Apparently, the preference for kotlinx.serialization over Jackson (if found in the classpath) is hard-coded throughout multiple locations in the Spring source code, through use of a ClassUtils.isPresent("kotlinx.serialization.json.Json", classLoader) check. Examples: AllEncompassingFormHttpMessageConverter, RestTemplate, DefaultRestClientBuilder, etc.

Why is Spring so opinionated on the preferential order when multiple serde frameworks are detected in the classpath and why is this hard-coded in such a way, not to mention in different parts (one RestTemplate, one for Feign, one for MVC, etc)?

Why isn't there a central way to select the preferred serde framework in application.yml, for instance? I believe there used to be such settings in older versions of Spring Boot (spring.http.converters.preferred-json-mapper, spring.mvc.converters.preferred-json-mapper and such), but those didn't do anything for me.
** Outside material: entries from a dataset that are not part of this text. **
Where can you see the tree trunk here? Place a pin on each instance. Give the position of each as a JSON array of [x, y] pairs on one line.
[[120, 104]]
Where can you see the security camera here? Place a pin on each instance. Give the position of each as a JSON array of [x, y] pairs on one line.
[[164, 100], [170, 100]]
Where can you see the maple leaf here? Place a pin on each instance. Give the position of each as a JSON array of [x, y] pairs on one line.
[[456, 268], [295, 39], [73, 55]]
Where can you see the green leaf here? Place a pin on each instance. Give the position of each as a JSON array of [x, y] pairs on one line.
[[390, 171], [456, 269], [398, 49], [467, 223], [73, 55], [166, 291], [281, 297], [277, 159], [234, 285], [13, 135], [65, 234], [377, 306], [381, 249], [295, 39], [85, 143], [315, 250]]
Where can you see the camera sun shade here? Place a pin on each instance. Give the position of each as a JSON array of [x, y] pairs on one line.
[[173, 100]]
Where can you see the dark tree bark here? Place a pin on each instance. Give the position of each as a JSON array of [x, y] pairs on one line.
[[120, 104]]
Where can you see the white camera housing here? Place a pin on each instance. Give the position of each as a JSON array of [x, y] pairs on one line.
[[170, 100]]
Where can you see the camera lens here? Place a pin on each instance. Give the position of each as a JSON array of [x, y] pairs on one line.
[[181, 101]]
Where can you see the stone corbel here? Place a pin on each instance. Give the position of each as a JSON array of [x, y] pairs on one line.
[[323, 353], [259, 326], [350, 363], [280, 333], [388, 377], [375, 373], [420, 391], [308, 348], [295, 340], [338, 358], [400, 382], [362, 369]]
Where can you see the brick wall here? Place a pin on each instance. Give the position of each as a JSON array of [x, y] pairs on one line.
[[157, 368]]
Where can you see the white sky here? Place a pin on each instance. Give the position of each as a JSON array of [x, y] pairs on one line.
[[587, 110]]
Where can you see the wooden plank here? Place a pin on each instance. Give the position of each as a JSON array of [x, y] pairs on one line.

I found several workarounds through @Configuration beans that would have to filter the list of MessageConverters and such, but those don't seem to work for me and are also quite ugly workarounds, even if they would work.
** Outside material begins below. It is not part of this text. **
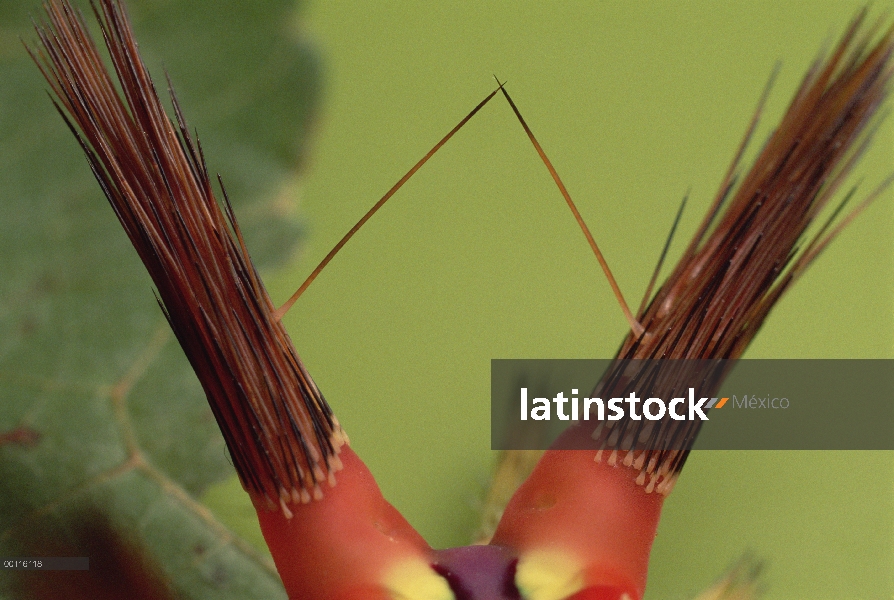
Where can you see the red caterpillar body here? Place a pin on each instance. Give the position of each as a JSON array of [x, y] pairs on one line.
[[579, 528]]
The existence of certain libraries and dependencies (transitive or otherwise) in the classpath should not change application behavior like that, and even if that's somehow inevitable, it should be easy to override this in a convenient and single application-wide way.

Am I missing something?

Any help on forcing the Spring framework to prefer Jackson over kotlinx.serialization application-wide would be helpful.

I'm not ruling out migrating to kotlinx.serialization entirely at some point, but I prefer to first restore the existing behavior before attempting that.

Thanks for any help you can provide with this. 🙏🏽

Comment From: volkert-fastned

Hmmm... It appears that spring.http.converters.preferred-json-mapper has been deprecated in favor of spring.mvc.converters.preferred-json-mapper, implying that the latter is the general Spring configuration setting for the preferred JSON serde framework.

Perhaps a part of my problem is that because MockMvc does not honor this setting in tests? Ah, maybe because spring.mvc.converters.preferred-json-mapper is specific to Spring Boot?

By the way, it's also interesting how you can't explicitly select kotlinx.serialization through spring.mvc.converters.preferred-json-mapper, at least according to spring-configuration-metadata.json. The only supported values appear to be gson, jackson and jsonb.

Comment From: sdeleuze

For configuring kotlinx.serialization via spring.mvc.converters.preferred-json-mapper, if that's not supported, you may want to create a related PR or issue on Spring Boot side.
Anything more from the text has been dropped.